The Sun Belt metros are on the right side of the scatterplot. They have built the most in absolute terms. However, many Sun Belt metros still fall short of their own rapid household growth: Orlando, Tampa, Phoenix, and Dallas have increased supply quickly, but not quite quickly enough. Houston and Austin are the notable exceptions, sitting on or just above the parity line.
The Midwest and Northeast cluster in the lower left, with slow household formation and even slower construction. Chicago is the starkest case: roughly 30,000 new households a year against only 11,000 net new units.
How Far Behind Are the Largest Metros?
The figure below shows the gap ratio for the 40 most populous metros. Each label also reports the change in the vacancy rate over the period.
Chicago is the worst large metro, with a gap ratio of 0.36: for every ten new households, it adds fewer than four net new units. The vacancy rate correspondingly fell 2.6 percentage points over the five years. Riverside (0.52), Detroit (0.54), and Baltimore (0.54) follow, and among the fast-growing Sun Belt metros, Las Vegas (0.67), Tampa (0.76), and Orlando (0.59) are all seeing new demand outgrow new supply, despite their reputation for sprawling development.
At the other end, San Francisco is the most surprising result, with a gap ratio of 1.36, well above one. The metro synonymous with housing scarcity added stock faster than households formed over this period. The explanation, however, lies partly in weak demand growth: the post-2020 population outflow held household formation to just 49,000 over five years, while roughly 67,000 units came online.
Houston (1.07), San Antonio (1.04), Atlanta (1.04), Nashville (1.05), and Columbus (1.12) were all building more than enough to meet their growing populations. These are metros that combine steady construction with relatively permissive land use.
The Gap Ratio and Vacancy Changes
In addition to the gap ratio, we also use vacancy rates to gauge how much slack each market started with in 2019, and how much remains in 2024.
The figure below plots the gap ratio against the change in the vacancy rate. Metros that added less new supply than new demand sit in the lower-left band, where a shrinking vacancy cushion shows up as a falling vacancy rate. The handful of metros with new supply outpacing new household formation drift toward rising vacancy.
For example, Orlando had an unusually high vacancy rate of 17%, which then fell by 9%, down to 8%. Caution applies when interpreting the results for metros with the largest vacancy swings: ACS vacancy is gross vacancy, which includes seasonal and second homes. The sharpest declines are in Orlando (−8.9pp), Augusta (−8.7pp), Lakeland (−7.8pp), North Port (−7.3pp), and Syracuse (−6.2pp). Several of these metros are vacation and retirement markets, where seasonal units crucially contribute to the vacant stock. Thus, in these cities the drop also reflects second homes converting to year-round use.
Conclusion
We find that between 2019 and 2024, on average across large metros in the U.S., newly built units (net of demolitions) matched 85% of new household formation. While this gap is not massive, it has contributed to falling vacancy and a tightening of housing markets across the country, worsening the housing supply shortage.

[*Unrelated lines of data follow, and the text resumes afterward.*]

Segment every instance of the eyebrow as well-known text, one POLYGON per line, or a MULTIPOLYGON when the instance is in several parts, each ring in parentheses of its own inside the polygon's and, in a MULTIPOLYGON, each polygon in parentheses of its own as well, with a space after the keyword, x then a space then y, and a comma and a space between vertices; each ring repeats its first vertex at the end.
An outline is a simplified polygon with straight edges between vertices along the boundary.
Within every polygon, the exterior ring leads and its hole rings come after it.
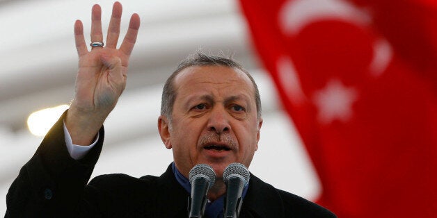
MULTIPOLYGON (((202 94, 200 96, 193 96, 189 98, 185 105, 188 108, 190 106, 191 102, 192 102, 193 101, 198 100, 198 99, 205 101, 208 103, 212 103, 214 101, 214 97, 211 94, 202 94)), ((250 101, 248 99, 247 97, 244 94, 233 95, 233 96, 229 97, 223 101, 223 103, 225 105, 230 102, 236 101, 239 100, 244 101, 246 103, 246 109, 247 110, 250 109, 249 108, 250 101)))

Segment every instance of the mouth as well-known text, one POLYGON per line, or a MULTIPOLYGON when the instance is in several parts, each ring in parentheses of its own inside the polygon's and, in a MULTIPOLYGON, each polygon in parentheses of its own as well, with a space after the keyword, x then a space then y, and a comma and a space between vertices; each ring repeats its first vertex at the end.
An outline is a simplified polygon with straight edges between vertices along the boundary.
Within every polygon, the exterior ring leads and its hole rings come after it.
POLYGON ((213 150, 217 151, 230 151, 230 148, 226 145, 209 144, 203 147, 206 150, 213 150))

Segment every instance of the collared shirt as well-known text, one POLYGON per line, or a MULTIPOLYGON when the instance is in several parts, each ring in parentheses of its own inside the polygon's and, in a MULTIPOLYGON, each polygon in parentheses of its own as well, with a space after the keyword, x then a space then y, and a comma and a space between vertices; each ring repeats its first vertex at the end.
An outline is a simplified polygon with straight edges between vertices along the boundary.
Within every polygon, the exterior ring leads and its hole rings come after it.
MULTIPOLYGON (((188 178, 186 178, 184 175, 182 175, 176 166, 175 162, 172 162, 172 168, 173 169, 173 173, 175 174, 175 177, 176 177, 176 180, 177 182, 186 190, 189 194, 191 194, 191 184, 190 184, 190 181, 188 178)), ((246 196, 246 193, 247 193, 247 190, 248 188, 248 185, 244 187, 243 190, 242 198, 244 199, 246 196)), ((209 218, 221 218, 223 216, 223 207, 225 204, 225 195, 221 196, 218 199, 216 199, 214 201, 211 201, 208 199, 207 202, 207 206, 205 209, 205 215, 206 217, 209 218)))

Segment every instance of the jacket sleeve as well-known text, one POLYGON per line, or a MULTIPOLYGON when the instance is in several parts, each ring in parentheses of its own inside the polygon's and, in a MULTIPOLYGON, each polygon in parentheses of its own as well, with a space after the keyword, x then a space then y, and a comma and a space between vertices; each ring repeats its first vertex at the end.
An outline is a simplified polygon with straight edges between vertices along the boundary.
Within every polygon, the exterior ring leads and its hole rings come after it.
POLYGON ((76 217, 93 210, 84 199, 84 189, 97 161, 104 136, 82 159, 67 151, 63 120, 66 112, 46 135, 31 159, 19 171, 6 195, 5 217, 76 217))

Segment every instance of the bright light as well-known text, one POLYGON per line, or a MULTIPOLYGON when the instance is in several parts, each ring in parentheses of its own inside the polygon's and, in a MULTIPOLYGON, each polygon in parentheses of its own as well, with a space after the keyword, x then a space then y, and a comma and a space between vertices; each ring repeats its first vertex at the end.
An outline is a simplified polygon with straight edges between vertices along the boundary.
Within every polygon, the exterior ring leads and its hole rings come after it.
POLYGON ((36 136, 45 135, 62 113, 68 108, 67 105, 64 104, 33 112, 27 118, 27 126, 29 131, 36 136))

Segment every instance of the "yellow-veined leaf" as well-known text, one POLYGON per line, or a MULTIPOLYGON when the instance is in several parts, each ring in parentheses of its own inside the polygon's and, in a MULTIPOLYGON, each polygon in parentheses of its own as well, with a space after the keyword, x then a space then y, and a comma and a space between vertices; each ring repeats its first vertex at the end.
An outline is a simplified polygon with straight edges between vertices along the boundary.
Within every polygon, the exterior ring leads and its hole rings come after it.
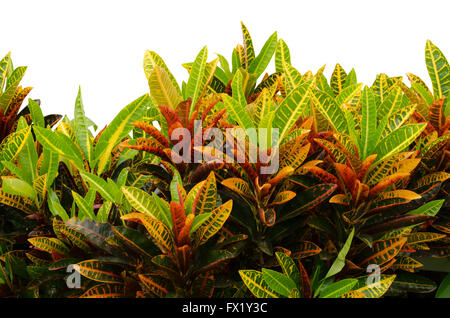
POLYGON ((112 272, 113 267, 106 262, 91 259, 80 262, 77 265, 81 275, 96 282, 118 283, 122 281, 118 274, 112 272))
POLYGON ((263 274, 255 270, 240 270, 239 275, 247 288, 257 298, 279 298, 279 295, 267 285, 263 274))
POLYGON ((172 231, 163 222, 151 218, 143 213, 129 213, 121 217, 122 220, 139 221, 145 226, 150 236, 158 243, 163 252, 174 252, 174 238, 172 231))
POLYGON ((196 245, 202 245, 216 234, 230 216, 233 201, 229 200, 211 212, 211 216, 195 232, 196 245))
POLYGON ((150 73, 148 86, 150 95, 157 105, 166 105, 175 109, 182 100, 167 72, 158 65, 150 73))
POLYGON ((99 284, 88 289, 80 298, 119 298, 124 296, 123 284, 99 284))

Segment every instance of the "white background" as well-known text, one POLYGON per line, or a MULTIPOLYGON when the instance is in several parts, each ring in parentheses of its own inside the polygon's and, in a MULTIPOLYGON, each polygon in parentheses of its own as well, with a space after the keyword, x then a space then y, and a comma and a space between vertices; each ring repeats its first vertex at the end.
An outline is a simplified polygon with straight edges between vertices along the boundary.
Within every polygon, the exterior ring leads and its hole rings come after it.
POLYGON ((22 84, 34 87, 29 96, 41 99, 44 114, 72 118, 81 85, 86 114, 99 126, 148 91, 146 49, 159 53, 181 84, 181 64, 205 44, 208 60, 217 52, 231 61, 242 42, 240 21, 257 53, 278 31, 300 72, 326 64, 328 77, 339 62, 369 85, 381 72, 410 72, 429 83, 427 39, 450 58, 446 0, 3 0, 0 9, 0 55, 11 51, 15 66, 28 66, 22 84))

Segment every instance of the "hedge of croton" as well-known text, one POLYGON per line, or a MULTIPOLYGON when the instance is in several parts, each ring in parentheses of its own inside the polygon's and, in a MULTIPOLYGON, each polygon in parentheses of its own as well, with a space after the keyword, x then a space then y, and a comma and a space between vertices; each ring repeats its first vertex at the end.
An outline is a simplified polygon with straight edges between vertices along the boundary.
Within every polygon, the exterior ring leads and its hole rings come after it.
POLYGON ((182 83, 147 51, 149 92, 103 129, 81 91, 71 116, 22 108, 1 60, 1 297, 450 297, 443 53, 431 86, 367 86, 242 34, 182 83))

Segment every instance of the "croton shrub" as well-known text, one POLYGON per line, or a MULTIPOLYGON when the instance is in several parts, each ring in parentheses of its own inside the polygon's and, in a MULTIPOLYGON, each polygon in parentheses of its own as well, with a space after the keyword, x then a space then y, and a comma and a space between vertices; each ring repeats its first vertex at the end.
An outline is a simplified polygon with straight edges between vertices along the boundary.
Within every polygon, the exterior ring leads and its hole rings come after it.
POLYGON ((99 129, 0 62, 1 297, 449 297, 450 65, 301 73, 242 24, 99 129), (275 71, 268 71, 274 59, 275 71), (229 62, 230 61, 230 62, 229 62), (180 85, 181 84, 181 85, 180 85))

The distribution of the gaps across cities reveals some interesting facts. Chicago, not San Francisco, has the worst gap among major metros, and several Rust Belt and Midwest metros have new supply lagging new household formation.
Houston, the standard example of permissive zoning, is building more than enough to accommodate new household formation. The same is true for Nashville, Columbus, San Antonio, and even Portland, Oregon.
For policymakers, the implication is that “the housing shortage” is really a collection of local gaps, and that uniform national targets will fit few of them well. For researchers, this exercise is a reminder of how much can be learned from simple stylized benchmarks constructed using ACS public data.